Does $0\prec B \prec A$ imply $A^{-1}B \prec I$ Does $0\prec B \prec A$ imply $A^{-1}B \prec I$? 
I know:  


*

*$A,B$ are of the same size. 

*$A$, $B$ have strictly positive, real eigenvalues.  

*$A^{-1}B$ may not be symmetric since $A^{-1}$ and $B$ may not commute. 

*If $A$ and $B$ are simultaneous diagonalizable, this holds. This is because they have the same orthogonal eigenvectors.
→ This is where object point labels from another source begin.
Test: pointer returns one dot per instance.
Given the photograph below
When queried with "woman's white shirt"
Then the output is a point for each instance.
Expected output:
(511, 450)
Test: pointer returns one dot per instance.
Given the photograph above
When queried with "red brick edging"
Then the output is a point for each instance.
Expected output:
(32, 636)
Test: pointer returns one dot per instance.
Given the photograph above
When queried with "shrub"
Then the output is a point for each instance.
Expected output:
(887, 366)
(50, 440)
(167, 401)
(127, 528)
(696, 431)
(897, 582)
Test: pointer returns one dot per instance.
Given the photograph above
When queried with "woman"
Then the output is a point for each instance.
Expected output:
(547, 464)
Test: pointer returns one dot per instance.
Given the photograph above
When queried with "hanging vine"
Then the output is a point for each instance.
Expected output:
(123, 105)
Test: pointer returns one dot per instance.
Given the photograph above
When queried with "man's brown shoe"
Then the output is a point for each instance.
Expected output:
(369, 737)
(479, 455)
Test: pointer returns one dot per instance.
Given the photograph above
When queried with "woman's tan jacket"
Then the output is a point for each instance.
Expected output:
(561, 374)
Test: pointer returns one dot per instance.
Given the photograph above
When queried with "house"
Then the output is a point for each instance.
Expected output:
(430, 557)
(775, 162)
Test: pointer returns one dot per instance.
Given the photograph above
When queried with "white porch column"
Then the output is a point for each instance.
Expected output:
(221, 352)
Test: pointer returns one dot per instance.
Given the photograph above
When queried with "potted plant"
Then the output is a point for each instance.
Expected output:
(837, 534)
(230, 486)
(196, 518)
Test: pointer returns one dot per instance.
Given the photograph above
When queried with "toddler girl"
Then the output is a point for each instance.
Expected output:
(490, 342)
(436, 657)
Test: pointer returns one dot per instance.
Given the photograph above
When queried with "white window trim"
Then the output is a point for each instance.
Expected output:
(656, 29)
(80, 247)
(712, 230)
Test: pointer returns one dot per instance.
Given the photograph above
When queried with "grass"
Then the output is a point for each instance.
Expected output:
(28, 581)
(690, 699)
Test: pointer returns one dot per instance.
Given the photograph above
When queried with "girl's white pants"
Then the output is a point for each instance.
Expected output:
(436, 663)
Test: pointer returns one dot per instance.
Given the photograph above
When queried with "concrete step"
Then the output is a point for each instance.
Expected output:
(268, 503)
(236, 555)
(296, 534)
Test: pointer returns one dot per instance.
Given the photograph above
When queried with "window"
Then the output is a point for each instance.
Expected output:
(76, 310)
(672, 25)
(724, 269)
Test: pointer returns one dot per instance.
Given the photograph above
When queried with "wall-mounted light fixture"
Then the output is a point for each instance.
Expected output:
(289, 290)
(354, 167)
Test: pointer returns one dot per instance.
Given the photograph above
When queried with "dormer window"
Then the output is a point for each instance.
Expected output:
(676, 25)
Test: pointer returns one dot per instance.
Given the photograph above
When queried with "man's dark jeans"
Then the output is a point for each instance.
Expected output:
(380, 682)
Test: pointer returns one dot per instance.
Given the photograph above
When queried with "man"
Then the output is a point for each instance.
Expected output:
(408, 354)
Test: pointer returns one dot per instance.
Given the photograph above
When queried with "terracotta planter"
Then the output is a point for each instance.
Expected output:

By diagonalization, we can prove this. 


But even though $A^{-1}B$ is not symmetric, the definition for $M\prec N$ is that $$x^TMx < x^TNx, \forall x\in \mathbb{R}^n.$$ 
Does this condition hold?  
 A: We are given that $A, B, A-B$ are positive definite, and this also means $A^{-1}, B^{-1}$ are positive-definite. We want to show $I-A^{-1}B$ is positive definite. Note that:
$$I-A^{-1}B=A^{-1}(A-B)$$
Now, this is positive definite if and only if its symmetric part is positive definite, so we will instead look at its symmetric part:
$$\frac 1 2\left(A^{-1}(A-B)+(A-B)A^{-1}\right)$$
Now, based off this forum post, if we choose the following, we will find that the above expression is actually not positive-definite:
$$A^{-1}=\left[\begin{matrix}6 & 0 \\ 0 & 1\end{matrix}\right]$$
$$A-B=\left[\begin{matrix}1/12 & 1/24 \\ 1/24 & 1/24\end{matrix}\right]$$
Now, from these equations, we find:
$$A=\left[\begin{matrix}1/6 & 0 \\ 0 & 2\end{matrix}\right]$$
$$B=\left[\begin{matrix}1/12 & -1/24 \\ -1/24   & 47/24\end{matrix}\right]$$
Here, $A, B, A-B$ are all positive definite, but:
$$A^{-1}B=\left[\begin{matrix} 1/2 & -1/4 \\ -1/48 & 47/48\end{matrix}\right]$$
$$I-A^{-1}B=\left[\begin{matrix}1/2 & 1/4 \\ 1/48 & 1/48\end{matrix}\right]$$
and according to Wolfram Alpha, this matrix $I-A^{-1}B$ is not positive-definite. Thus, these choices of $A$ and $B$ are a counterexample to the theorem your question poses, so $0\prec B \prec A$ does not imply $A^{-1}B \prec I$.